His soft voice soothed me. “Hush now, and go back to sleep.” I could feel his hand, rough-palmed but gentle, stroking the
hair back from my forehead. “Silky,” he whispered.
“Dirty,” I muttered, and heard him laugh before I slept.
Some weeks earlier, on a damp spring night in the Capital, while Mather was still away on his abortive mission to the Eastern
Edge, agents working secretly for the Lord Protector made an extraordinary and fateful discovery. The Protector’s personal
finances were low, so on his orders they were methodically looting every church in the city. That night they stole into the
ancient Cathedral through the ruined entrance. A verger was asleep in a pew, his candle guttering.
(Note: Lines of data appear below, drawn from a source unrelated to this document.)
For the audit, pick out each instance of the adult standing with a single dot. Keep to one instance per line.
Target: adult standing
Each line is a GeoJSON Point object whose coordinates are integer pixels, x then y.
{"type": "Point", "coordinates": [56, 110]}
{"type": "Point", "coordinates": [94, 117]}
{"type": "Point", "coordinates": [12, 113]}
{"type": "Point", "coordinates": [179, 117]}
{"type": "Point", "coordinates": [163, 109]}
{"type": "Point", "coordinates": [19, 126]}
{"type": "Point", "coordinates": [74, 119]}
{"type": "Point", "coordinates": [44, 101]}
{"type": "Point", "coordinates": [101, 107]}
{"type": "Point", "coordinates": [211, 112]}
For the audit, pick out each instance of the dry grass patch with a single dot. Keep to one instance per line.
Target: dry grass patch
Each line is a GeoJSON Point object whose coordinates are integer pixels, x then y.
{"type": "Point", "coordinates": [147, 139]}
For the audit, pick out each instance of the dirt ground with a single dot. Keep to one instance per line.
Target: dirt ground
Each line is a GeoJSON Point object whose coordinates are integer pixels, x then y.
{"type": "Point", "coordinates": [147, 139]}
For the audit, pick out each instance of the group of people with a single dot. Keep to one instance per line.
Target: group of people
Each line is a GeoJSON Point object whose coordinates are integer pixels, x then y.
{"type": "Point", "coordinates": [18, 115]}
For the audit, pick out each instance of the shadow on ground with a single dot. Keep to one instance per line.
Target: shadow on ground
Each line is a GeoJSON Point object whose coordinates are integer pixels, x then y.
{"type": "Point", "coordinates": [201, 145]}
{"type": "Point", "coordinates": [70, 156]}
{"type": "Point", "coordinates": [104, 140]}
They looked around. Little
of value here: the Cathedral’s gold had been ransacked long ago.
In the end it was a tiny, wizened beggar, sleeping in the apse, who unwittingly led them to a treasure beyond imagination.
He had fled from them in fright—to vanish, seemingly, into a pile of fallen masonry.
On their return to the Capital, Mather and his bodyguard, Chance, were summoned to see the Lord Protector.
They had the honor of being taken to the Palace of the Protectorate in the Protector’s own coach. Chance was suitably awed:
he had never sat before on a padded velvet seat, in a vehicle decorated with gold leaf. He stared out through the window as
four black horses pulled them at a smart trot over the smooth paving of the Central Parade. It was difficult not to feel unnerved
by the fierce gaze of the black Eagles on plinths either side, all the way up to the Palace at the end. Their eyes, made of
marble that gleamed in the sun, could almost be alive.